When you win the national championship, you don’t get one Player of the Game. You get two.
Sometimes, to win the national championship, it takes throwing 56 passes. It takes completing 36 of them. It takes throwing for 420 yards against a vaunted defense. It takes three touchdowns and no interceptions. It takes the game of a lifetime.
To win the national championship, it also takes rushing for 43 rough-and-tumble yards when the other team is hell-bent on your own personal destruction. It takes weaseling out of sure sacks, throwing darts into tight windows, and showing poise under pressure.
Deshaun Watson did those things. He did them early. He did them late. He did them on the game’s final drive—a nine-play, 68-yard, two-minute journey to the end zone. At the end, he scored on his final meaningful snap.
The man he threw the football to for the deciding score was Hunter Renfrow. He did the things you have to do to win the national championship.

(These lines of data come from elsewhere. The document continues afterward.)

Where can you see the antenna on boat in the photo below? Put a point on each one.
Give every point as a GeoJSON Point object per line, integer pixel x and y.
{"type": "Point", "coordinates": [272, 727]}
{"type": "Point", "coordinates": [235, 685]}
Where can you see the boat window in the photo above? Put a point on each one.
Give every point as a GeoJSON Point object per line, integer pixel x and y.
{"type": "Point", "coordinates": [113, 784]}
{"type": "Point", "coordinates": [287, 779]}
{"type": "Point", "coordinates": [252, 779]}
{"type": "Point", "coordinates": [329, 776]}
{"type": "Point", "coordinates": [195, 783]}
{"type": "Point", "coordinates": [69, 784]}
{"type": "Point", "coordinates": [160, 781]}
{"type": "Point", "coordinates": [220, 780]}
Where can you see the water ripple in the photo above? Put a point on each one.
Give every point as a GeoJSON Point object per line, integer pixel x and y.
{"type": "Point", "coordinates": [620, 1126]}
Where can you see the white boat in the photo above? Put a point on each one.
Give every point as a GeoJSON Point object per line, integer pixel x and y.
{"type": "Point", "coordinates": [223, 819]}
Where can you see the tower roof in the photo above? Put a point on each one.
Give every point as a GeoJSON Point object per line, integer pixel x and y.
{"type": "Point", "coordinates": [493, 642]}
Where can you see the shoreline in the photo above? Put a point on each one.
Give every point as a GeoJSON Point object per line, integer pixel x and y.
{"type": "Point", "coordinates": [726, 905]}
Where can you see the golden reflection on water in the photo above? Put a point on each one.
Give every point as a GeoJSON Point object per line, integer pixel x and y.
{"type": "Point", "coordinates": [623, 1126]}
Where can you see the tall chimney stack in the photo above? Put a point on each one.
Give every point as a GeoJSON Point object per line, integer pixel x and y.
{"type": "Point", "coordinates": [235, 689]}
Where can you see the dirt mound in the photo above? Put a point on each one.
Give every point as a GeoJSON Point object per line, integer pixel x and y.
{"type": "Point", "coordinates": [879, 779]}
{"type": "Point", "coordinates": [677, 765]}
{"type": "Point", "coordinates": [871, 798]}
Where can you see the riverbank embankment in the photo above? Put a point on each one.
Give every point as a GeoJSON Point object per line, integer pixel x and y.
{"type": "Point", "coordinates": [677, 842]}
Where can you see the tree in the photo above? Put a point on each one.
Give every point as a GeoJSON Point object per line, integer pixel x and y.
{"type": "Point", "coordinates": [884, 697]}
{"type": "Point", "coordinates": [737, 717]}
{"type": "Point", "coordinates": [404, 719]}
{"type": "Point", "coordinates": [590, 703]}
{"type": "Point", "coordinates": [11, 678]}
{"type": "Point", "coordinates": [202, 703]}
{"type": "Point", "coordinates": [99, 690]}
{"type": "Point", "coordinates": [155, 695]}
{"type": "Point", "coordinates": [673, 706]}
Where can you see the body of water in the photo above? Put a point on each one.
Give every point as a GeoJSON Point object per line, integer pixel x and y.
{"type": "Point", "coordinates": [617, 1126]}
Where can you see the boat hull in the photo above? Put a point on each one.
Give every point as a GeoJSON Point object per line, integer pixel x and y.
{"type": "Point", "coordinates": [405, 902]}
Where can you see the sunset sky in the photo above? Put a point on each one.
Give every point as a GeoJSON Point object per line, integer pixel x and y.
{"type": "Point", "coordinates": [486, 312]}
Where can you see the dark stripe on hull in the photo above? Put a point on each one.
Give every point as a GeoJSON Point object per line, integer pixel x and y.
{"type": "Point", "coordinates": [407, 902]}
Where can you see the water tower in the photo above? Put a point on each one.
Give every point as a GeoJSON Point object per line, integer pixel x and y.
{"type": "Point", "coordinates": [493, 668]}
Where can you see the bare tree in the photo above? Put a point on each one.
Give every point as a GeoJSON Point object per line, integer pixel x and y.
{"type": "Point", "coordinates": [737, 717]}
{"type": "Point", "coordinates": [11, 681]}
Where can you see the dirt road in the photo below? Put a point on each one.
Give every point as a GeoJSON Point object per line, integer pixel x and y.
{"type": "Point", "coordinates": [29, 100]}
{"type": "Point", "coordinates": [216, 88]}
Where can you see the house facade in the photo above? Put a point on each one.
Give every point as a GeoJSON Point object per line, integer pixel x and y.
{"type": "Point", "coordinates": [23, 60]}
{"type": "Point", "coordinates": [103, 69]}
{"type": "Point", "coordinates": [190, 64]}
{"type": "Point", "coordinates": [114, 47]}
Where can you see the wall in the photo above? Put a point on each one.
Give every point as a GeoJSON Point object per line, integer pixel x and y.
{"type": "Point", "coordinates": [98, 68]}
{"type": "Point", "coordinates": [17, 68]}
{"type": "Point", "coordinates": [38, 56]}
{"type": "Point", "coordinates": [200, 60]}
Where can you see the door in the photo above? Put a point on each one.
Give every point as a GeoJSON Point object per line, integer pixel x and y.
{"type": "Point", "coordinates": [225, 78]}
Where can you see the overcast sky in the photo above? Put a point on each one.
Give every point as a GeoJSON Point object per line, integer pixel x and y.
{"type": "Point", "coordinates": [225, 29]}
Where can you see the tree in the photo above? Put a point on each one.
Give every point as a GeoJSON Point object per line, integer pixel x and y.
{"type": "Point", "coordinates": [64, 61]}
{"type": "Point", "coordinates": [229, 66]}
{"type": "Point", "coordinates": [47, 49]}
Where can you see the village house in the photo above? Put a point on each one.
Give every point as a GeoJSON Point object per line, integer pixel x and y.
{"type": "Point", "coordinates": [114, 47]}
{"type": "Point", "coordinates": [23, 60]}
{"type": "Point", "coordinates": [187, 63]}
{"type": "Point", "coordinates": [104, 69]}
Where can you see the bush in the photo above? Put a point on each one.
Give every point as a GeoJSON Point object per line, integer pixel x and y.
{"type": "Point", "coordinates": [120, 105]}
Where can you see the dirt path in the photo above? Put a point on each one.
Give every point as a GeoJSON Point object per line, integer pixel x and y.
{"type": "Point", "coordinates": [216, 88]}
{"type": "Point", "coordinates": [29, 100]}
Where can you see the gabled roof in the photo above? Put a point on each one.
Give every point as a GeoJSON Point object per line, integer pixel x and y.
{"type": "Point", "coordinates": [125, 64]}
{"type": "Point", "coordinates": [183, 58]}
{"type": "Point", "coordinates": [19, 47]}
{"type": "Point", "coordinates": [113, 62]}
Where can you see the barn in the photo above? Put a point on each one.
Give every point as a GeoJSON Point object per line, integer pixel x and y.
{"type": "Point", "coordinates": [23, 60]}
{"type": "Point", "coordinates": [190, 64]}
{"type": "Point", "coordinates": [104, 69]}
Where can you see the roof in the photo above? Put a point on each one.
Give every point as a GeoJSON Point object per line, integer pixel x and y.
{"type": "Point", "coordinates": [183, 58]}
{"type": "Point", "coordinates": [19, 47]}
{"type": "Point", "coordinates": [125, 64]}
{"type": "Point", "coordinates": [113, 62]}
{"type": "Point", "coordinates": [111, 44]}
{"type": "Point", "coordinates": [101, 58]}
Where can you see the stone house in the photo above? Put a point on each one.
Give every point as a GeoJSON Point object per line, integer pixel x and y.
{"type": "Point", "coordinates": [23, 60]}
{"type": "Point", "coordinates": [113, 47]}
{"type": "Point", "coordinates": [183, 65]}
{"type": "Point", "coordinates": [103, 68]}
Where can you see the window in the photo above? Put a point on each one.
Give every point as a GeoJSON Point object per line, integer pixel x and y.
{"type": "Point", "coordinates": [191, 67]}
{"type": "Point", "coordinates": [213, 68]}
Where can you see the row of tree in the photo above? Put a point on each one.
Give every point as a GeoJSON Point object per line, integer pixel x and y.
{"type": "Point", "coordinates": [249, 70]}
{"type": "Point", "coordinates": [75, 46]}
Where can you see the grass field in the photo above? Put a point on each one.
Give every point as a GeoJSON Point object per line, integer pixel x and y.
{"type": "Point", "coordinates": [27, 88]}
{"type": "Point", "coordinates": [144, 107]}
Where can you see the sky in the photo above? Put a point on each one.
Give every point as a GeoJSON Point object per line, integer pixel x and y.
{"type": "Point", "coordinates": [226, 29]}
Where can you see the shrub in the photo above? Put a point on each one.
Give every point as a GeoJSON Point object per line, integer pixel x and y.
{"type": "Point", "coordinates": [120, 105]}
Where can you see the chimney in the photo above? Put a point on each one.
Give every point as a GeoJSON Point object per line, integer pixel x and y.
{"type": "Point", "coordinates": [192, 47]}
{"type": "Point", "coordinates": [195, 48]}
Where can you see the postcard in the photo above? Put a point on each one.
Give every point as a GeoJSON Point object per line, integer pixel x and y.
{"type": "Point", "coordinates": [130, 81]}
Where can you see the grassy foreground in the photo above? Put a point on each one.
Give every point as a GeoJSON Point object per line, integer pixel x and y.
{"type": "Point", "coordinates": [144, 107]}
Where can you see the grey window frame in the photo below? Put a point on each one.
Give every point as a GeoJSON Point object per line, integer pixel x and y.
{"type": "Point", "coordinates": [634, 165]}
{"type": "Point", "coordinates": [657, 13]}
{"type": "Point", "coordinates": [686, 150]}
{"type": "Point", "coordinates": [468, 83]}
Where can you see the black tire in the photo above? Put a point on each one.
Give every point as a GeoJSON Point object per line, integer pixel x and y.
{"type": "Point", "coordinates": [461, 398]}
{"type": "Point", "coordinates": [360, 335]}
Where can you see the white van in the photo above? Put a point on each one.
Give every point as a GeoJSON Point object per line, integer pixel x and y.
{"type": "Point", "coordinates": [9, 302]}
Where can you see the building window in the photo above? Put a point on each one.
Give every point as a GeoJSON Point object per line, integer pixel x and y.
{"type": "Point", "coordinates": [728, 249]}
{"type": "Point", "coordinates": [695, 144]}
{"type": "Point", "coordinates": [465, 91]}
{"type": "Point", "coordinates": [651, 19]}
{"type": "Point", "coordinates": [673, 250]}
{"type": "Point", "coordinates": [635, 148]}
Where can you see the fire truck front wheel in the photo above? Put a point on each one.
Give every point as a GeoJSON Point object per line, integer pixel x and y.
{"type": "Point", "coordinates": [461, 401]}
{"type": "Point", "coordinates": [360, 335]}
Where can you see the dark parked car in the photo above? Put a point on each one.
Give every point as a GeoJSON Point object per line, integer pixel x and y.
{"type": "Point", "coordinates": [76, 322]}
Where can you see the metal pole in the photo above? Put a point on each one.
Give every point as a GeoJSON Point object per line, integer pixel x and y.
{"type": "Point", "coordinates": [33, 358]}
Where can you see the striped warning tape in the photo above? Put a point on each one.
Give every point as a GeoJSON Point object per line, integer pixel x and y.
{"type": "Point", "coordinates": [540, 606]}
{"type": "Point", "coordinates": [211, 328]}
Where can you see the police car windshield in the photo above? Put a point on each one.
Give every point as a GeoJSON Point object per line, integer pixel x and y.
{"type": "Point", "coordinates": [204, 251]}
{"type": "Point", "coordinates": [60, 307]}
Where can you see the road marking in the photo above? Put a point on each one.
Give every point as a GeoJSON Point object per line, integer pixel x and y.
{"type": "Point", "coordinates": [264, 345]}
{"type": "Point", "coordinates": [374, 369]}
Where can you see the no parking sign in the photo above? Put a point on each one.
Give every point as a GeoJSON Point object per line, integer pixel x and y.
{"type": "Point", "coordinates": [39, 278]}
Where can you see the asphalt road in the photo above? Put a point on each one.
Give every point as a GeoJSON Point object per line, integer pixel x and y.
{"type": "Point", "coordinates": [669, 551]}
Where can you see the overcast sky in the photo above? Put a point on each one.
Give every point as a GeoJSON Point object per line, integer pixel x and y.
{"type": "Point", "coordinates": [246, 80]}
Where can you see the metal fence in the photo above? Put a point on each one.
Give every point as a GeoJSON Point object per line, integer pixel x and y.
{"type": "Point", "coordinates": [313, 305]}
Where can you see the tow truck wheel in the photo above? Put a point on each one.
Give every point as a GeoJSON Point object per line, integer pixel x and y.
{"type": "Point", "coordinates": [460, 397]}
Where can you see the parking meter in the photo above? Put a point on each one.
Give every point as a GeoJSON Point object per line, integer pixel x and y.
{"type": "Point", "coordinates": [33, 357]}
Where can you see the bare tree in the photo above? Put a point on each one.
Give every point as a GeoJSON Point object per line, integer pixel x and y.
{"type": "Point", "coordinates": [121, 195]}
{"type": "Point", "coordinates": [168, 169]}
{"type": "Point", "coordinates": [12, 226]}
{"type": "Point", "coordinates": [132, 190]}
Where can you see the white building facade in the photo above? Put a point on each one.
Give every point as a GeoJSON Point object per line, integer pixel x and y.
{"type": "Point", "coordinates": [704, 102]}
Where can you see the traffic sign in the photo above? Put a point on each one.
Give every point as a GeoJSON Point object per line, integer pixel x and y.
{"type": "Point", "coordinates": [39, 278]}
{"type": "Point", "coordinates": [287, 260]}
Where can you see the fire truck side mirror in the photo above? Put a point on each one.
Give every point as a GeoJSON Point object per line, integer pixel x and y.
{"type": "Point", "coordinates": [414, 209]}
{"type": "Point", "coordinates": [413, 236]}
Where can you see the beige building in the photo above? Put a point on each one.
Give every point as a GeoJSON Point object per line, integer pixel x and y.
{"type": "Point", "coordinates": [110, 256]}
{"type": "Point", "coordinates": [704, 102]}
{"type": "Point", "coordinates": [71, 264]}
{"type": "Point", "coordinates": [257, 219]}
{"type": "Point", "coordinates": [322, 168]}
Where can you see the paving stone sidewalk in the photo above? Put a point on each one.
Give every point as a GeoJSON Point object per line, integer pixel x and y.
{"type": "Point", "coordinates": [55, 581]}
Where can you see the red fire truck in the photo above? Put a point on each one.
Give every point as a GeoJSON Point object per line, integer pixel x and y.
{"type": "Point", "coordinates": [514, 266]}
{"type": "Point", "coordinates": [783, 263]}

Sometimes, you have to catch ten passes against the nation’s top pass defense as a former walk-on. You have to score two touchdowns against that defense, for the second year in a row. You have to amass 92 receiving yards, mostly on underneath throws against blanket coverage.
You have to make future NFL cornerbacks wish they hadn’t opened their mouths or messed with you. Most importantly, you have to haul in a two-yard pass from Watson with a single second remaining on the clock to clinch your school’s second national title—the first in 35 seasons.
Champions need two Players of the Game. Clemson got them, and it got the trophy, too.